I admit, I still kept a lot of books but I, begrudgingly, parted with a great deal too.

These days, it has been difficult for me to grasp the passage of time. How fast life grows inside me, how quickly it can be ripped away. I have questioned how to spend these moments. I have wondered why the words of stories will not come and write themselves, when I so desperately need them, now that I have the hours.

As each day edges towards the one in which this child is born, for the first time, I can not see beyond that sunrise. Years of an overactive imagination, all the desire to be given the gift of a child, have not provided even the smallest possible picture of what that time, after, will look like. I know it will fall into place and race forward as this life does. And yet, right now, it's like staring into still waters, seeing only a murky version of who I am, knowing it will be disturbed, dreaming of the interruption, yet, not having the smallest idea of what it will look like or feel like when the moment comes.

So, we make room. And, yes, I mourned a little bit over the removal of bound pages, the permanence of words. But I did not, could not, part with a stack of old bookmarks, holding my place all these years.

Tuesday, September 24, 2013

Be happy for this moment. This moment is your life.

Be happy for this moment. This moment is your life. -- Omar Khayyam

This morning I woke up and, in my delirious state, I read this quote, posted by a friend on Facebook. It is just what I needed to read, it is just what I wanted to say, after a restless night of sleep, after learning, last night, that a family member had died very tragically and suddenly.

I heard the news, on the phone, from my mother while standing in the middle of Times Square, in front of "I Love New York" sweatshirts, digital images flashing from screens, the trail of yellow taxis skidding past, and then, what? what?, not because I couldn't hear amidst all the noise but because I could not process what was being said.

And then, it seemed strange, to walk heavy with this terrible news, to sit with it on the subway, to get home, to cook salmon, to check my email, to wonder about these small, methodical, almost melodic, moments in a world that should stop turning in the instant that a life is lost so quickly and unexpectedly.

I could not know, some time ago, when I ran into Steven on the Long Island Railroad that it would be the last time I would see my cousin. I don't even remember what we talked about on that 45 minute ride. But he always had crazy stories. A wild, brash laugh.  He was straightforward, funny, candy-coated nothing. He tried to get me, who listened to dreamy singer-songwriters and old standards, and big puffy musical showtunes, to listen to Judas Priest and other metal bands. He worked harder than anyone I knew, at multiple jobs, early in the morning at one, maybe a nap, then a night shift. He was always the first person there to help or to ask what he could do if someone landed in the hospital or needed to move or needed a ride.  He loved fiercely. His family and his three girls. And all the members of our extended family and his friends.

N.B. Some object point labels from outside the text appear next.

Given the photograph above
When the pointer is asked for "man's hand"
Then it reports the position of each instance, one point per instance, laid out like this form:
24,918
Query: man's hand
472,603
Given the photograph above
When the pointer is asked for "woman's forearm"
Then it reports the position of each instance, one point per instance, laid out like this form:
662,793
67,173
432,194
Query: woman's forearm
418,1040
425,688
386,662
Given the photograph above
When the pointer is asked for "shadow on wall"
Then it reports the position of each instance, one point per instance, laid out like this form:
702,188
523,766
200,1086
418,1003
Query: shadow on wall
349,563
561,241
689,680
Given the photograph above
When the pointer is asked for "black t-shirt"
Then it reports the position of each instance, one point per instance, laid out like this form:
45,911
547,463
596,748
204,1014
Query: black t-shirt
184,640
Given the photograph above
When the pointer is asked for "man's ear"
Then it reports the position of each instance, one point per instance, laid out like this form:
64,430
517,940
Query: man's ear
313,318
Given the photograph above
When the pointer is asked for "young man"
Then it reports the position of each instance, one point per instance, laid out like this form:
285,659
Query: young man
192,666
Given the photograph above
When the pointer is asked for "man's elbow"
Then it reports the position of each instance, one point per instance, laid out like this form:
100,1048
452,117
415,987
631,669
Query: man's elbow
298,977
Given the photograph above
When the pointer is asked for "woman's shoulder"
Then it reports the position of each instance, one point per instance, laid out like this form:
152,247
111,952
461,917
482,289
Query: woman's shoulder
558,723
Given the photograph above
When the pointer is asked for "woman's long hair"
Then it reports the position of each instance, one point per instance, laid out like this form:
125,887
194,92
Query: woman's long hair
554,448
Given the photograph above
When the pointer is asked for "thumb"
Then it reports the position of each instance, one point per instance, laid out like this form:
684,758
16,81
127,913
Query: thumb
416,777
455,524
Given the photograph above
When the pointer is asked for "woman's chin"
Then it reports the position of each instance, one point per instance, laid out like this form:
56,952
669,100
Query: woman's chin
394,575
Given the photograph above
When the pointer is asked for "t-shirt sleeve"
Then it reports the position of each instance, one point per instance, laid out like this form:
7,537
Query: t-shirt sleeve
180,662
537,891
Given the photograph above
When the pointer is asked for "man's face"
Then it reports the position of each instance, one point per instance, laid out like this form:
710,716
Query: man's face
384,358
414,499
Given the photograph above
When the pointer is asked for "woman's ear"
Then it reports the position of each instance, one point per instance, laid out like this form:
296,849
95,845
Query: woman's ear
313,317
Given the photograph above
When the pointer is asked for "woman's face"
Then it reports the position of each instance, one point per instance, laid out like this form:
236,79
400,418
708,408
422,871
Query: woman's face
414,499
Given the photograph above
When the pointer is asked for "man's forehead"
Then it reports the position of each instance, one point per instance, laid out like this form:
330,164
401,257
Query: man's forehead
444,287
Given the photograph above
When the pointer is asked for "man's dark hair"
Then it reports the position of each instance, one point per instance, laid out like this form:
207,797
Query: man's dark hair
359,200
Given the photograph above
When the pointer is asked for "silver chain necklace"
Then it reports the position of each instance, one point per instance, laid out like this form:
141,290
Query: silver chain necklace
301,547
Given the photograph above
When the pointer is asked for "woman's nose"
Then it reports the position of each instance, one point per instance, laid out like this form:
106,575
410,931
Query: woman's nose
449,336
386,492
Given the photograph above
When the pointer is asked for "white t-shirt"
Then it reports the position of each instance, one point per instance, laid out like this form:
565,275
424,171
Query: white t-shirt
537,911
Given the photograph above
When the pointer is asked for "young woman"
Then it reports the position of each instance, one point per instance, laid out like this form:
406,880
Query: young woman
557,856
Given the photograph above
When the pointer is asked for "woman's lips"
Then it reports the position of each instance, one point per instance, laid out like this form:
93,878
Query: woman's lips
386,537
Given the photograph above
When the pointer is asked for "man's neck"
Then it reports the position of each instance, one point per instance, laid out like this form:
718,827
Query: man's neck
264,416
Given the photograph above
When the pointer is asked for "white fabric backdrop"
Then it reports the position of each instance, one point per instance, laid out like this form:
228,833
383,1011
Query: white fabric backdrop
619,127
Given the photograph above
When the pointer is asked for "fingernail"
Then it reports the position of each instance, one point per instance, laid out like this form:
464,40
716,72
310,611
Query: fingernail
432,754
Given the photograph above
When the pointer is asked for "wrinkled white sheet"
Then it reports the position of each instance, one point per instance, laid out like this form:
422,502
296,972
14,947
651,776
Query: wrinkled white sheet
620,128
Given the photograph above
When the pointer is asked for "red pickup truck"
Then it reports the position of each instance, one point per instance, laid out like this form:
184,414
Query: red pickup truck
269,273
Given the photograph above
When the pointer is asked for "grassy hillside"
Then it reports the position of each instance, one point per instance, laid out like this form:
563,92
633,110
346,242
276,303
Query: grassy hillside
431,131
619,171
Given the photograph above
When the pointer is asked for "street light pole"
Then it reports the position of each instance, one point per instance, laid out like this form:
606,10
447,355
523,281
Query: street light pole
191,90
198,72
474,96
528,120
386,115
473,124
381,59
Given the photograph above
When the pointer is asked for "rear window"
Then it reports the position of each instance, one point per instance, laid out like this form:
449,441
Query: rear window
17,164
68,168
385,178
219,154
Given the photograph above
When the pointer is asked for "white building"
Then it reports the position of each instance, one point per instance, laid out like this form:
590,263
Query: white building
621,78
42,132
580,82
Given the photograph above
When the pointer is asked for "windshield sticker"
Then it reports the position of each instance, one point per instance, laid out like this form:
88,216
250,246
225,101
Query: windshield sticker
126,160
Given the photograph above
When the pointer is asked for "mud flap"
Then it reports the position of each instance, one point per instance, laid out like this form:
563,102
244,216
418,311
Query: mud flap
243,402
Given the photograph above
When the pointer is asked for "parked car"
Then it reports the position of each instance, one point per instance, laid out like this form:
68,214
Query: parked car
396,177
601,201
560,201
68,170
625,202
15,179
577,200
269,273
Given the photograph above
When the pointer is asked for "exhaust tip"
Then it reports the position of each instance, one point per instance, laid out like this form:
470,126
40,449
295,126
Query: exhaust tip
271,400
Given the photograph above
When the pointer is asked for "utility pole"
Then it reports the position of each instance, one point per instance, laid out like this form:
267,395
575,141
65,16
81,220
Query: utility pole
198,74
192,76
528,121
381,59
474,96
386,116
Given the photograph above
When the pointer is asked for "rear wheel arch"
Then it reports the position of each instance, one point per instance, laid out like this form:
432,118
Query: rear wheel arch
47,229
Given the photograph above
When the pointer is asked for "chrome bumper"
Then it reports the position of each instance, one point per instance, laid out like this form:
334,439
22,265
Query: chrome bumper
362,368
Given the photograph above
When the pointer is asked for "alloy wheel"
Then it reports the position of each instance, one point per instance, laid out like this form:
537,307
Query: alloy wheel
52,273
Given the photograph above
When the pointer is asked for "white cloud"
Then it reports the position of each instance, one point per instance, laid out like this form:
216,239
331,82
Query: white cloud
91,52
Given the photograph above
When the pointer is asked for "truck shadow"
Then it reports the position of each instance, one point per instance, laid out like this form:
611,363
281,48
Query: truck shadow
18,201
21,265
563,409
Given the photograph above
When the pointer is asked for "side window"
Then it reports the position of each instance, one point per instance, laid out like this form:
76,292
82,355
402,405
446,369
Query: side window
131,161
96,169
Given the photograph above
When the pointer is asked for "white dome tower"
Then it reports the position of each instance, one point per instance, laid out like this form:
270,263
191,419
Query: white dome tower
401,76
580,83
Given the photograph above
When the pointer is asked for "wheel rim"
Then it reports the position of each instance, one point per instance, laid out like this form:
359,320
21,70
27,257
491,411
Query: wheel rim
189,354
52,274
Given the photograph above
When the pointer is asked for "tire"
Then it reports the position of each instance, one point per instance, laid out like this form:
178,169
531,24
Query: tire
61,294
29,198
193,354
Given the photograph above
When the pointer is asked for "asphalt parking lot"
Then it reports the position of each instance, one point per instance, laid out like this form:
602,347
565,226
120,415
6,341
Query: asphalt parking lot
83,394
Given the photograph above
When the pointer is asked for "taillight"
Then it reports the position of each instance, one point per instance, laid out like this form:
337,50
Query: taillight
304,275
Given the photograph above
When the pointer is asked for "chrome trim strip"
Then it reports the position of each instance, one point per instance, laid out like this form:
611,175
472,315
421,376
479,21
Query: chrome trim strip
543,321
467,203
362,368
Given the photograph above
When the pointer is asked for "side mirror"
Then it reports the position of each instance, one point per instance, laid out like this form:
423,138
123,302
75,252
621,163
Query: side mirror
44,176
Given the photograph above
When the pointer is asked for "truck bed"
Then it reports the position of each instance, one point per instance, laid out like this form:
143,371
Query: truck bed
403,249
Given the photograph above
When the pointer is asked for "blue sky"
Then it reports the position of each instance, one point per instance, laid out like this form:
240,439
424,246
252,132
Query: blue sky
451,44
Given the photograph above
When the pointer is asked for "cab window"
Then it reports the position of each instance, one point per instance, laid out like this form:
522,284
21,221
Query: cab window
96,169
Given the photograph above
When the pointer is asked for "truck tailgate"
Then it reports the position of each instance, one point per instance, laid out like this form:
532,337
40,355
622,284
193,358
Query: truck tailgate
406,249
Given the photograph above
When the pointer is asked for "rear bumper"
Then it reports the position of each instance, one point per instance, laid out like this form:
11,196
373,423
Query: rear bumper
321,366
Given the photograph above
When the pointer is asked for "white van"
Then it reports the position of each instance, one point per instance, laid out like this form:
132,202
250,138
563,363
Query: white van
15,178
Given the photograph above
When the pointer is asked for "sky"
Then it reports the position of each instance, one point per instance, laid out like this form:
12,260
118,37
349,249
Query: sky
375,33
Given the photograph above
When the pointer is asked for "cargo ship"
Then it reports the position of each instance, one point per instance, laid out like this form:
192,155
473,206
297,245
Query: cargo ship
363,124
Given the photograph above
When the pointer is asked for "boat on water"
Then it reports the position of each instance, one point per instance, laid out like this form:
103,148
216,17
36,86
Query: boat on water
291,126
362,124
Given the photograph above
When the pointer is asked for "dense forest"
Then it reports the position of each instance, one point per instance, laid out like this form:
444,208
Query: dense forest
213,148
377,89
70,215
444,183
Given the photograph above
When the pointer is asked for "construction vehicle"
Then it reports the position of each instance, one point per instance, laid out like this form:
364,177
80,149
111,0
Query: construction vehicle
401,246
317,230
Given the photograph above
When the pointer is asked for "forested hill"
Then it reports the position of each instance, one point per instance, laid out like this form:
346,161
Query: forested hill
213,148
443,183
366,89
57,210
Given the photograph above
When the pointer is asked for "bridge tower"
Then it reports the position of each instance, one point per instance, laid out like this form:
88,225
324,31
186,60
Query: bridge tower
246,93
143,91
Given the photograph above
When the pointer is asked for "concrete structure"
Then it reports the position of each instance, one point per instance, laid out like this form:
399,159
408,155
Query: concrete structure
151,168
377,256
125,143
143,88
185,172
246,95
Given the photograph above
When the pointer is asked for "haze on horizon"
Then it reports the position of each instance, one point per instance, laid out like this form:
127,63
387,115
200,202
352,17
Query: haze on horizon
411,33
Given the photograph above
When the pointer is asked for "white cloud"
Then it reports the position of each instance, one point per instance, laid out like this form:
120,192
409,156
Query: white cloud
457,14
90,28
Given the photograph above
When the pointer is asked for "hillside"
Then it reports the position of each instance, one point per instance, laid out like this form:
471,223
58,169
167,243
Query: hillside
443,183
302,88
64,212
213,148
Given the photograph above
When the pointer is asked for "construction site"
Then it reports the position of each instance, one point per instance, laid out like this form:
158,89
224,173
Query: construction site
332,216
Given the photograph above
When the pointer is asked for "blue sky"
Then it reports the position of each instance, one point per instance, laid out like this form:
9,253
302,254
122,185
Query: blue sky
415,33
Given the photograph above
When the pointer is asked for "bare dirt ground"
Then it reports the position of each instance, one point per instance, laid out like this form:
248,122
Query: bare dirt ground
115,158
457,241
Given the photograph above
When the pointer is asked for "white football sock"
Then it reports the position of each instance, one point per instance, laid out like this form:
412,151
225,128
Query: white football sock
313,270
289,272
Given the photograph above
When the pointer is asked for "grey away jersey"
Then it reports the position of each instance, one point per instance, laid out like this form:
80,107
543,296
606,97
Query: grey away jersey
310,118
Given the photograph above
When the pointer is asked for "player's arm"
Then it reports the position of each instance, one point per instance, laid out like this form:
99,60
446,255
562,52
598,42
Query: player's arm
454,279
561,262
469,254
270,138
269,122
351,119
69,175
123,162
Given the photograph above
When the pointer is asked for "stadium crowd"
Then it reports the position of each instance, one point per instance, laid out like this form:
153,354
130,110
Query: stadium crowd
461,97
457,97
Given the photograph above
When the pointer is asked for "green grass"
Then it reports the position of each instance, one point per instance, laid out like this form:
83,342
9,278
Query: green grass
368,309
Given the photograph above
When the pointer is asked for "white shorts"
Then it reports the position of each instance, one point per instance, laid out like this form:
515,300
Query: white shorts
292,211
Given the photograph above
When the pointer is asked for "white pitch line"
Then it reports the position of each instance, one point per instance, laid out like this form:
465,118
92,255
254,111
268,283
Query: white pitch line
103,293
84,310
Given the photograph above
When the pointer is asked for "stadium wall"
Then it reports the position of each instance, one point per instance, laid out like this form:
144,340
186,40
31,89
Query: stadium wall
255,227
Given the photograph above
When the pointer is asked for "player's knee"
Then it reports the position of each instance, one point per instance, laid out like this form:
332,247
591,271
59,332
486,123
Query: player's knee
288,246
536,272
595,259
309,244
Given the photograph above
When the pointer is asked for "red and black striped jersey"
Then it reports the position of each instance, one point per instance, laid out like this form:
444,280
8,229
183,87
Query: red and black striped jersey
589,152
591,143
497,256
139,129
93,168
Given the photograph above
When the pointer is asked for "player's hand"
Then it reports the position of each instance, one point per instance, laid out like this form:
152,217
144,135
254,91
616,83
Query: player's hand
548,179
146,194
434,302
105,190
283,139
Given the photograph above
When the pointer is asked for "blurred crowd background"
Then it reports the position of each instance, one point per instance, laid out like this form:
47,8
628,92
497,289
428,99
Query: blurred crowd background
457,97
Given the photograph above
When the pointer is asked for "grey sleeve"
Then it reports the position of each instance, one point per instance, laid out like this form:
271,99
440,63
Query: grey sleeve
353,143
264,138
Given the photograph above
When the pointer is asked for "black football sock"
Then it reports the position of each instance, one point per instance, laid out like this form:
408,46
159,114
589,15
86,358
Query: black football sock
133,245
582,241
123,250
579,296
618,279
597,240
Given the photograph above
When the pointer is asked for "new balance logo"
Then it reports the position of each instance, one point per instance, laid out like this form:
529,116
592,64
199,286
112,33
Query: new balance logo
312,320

I always remember that, when I'd visit him as a little girl and he was a teenager, I was obsessed with being allowed to go in Steven's room because that's where all the fun was happening. While I sat listening to the adults talk, legs skirting my Aunt's plastic table-cloth, his friends were in and out, loud music playing, and the door, with its keep-out sign, slamming shut and opening again.

I later learned I wasn't allowed in Steven's room because he kept pictures of naked women on the walls. Which I now find very funny. If he knew I was writing this, there would certainly be some, loud, sarcastic crack, that this, this, is the memory I choose to share? 

But there is a larger legacy, the memory of his loyalty to all his family and friends. The tremendous pride in his young daughters. And the crazy, bushy-bearded, tattooed, huge, bear-hugged love he leaves behind.

Thursday, September 19, 2013

A library, a ladybug, a life of trying to express love

Last month, I wrote about Roseanna and her library at PS 11 in the Bronx. Today I took the car ride up the Hudson once again, this time to celebrate the library's grand opening.  My office had partnered with the school through The Fund For Public Schools and I was one of a handful of employees who had the privilege of re-designing the space. Of course, talented others had the blueprints and plans. I just had a paintbrush and no painting skills and did what I was told.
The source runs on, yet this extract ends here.